I couldn't test this since I don't have a Windows signing key (and not enough time to setup a self signed certificate), @FabianLars could you help testing it?

[FabianLars]

could you help testing it?

hmm idk how valuable i can be here. i only have it set up on windows and there the current live version works fine for me as well as far as i can tell. Edit: I assume this is specific to the cross-platform compilation or by the signtool you use but i can't test either rn.
This PR doesn't break that though so that's good enough for me.

[Legend-Master]

Thank you all

[kandrelczyk]

Hey, the work on the updater plugin stalled again. I understand everyone is busy but the work on tauri-cli will only be useful when we also merge the plugin PR so let's not forget about it :)

[acx0]

Thank you all for the quick feedback and reviews! @Legend-Master @kandrelczyk @FabianLars if you ever need me to test out any changes to the bundling/signing/autoupdate flows, please don't hesitate to @acx0 or email me:

• We use the NSIS bundler for our windows builds (via cargo-xwin on linux), and DMG bundler for macos builds (with signing+notarization enabled using our Apple Developer Program issued cert) so those should be quick/easy for me to test
• I imagine It shouldn't be too much work to provision a windows build host so I could probably assist with MSI bundler testing too
• We also have plans to distribute linux binaries soon and leverage the updater plugin there as well

Is there any other discussion forum/channel that tauri devs use for coordinating long-term changes? I'm not sure how much time I'll have to help out with new feature implementation at the moment but I'm definitely interested in providing assistance with testing/code review for upcoming bundling/updater changes, whether it's for the currrent binary-patching approach or considering/investigating any alternatives.

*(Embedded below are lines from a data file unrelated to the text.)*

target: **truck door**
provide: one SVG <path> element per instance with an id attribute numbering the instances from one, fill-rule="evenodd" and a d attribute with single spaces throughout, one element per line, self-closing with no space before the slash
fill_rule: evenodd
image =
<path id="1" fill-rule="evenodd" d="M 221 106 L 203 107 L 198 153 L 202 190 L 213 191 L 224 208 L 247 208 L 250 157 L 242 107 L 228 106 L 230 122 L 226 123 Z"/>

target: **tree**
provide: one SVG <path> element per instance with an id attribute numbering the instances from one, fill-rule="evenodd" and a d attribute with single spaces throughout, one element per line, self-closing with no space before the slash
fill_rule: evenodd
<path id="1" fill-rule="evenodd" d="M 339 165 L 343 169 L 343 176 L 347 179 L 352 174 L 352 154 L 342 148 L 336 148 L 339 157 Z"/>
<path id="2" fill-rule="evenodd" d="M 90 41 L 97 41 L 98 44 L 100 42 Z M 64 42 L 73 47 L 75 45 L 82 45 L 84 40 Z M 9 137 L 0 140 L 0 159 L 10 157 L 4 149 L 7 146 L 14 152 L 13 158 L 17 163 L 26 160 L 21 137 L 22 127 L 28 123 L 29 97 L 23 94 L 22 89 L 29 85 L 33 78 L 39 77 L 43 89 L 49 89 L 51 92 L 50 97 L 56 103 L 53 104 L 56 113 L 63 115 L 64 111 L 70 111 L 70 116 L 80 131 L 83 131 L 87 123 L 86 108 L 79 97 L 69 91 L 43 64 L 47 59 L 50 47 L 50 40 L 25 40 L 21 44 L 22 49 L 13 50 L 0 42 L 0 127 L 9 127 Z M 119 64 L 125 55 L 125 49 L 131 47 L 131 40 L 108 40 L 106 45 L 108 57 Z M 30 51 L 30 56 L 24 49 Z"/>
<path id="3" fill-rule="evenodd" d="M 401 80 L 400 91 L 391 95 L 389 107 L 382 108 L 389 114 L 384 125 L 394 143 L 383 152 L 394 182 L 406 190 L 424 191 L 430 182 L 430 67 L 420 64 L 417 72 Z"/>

I've made some personal TODOs to look into the other possible work items that were discussed above, namely the --bundles parsing validation, but I'll reach out if I come up with any other ideas for testing the codesigning as well once I have some time.

[FabianLars]

Is there any other discussion forum/channel that tauri devs use for coordinating long-term changes?

hmm maybe the #contributing channel on our discord server (aside from github of course). we don't really have or discuss long-term plans atm though.